Calcium signaling and secretory granule pool dynamics underlie biphasic insulin secretion and its amplification by glucose: experiments and modeling

Glucose-stimulated insulin secretion from pancreatic β-cells is controlled by a triggering pathway that culminates in calcium influx and regulated exocytosis of secretory granules, and by a less understood amplifying pathway that augments calcium-induced exocytosis. In response to an abrupt increase in glucose concentration, insulin secretion exhibits a first peak followed by a lower sustained second phase. This biphasic secretion pattern is disturbed in diabetes. It has been attributed to depletion and subsequent refilling of a readily releasable pool of granules or to the phasic cytosolic calcium dynamics induced by glucose. Here, we apply mathematical modeling to experimental data from mouse islets to investigate how calcium and granule pool dynamics interact to control dynamic insulin secretion.
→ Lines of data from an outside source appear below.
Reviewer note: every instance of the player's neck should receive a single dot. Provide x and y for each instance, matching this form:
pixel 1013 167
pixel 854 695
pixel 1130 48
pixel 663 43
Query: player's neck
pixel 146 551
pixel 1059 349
Experimental calcium traces are used as inputs in three increasingly complex models of pool dynamics, which are fitted to insulin secretory patterns obtained using a set of protocols of glucose and tolbutamide stimulation. New calcium and secretion data for so-called staircase protocols, in which the glucose concentration is progressively increased, are presented. These data can be reproduced without assuming any heterogeneity in the model, in contrast to previous modeling, because of nontrivial calcium dynamics. We find that amplification by glucose can be explained by increased mobilization and priming of granules. Overall, our results indicate that calcium dynamics contribute substantially to shaping insulin secretion kinetics, which implies that better insight into the events creating phasic calcium changes in human β-cells is needed to understand the cellular mechanisms that disturb biphasic insulin secretion in diabetes.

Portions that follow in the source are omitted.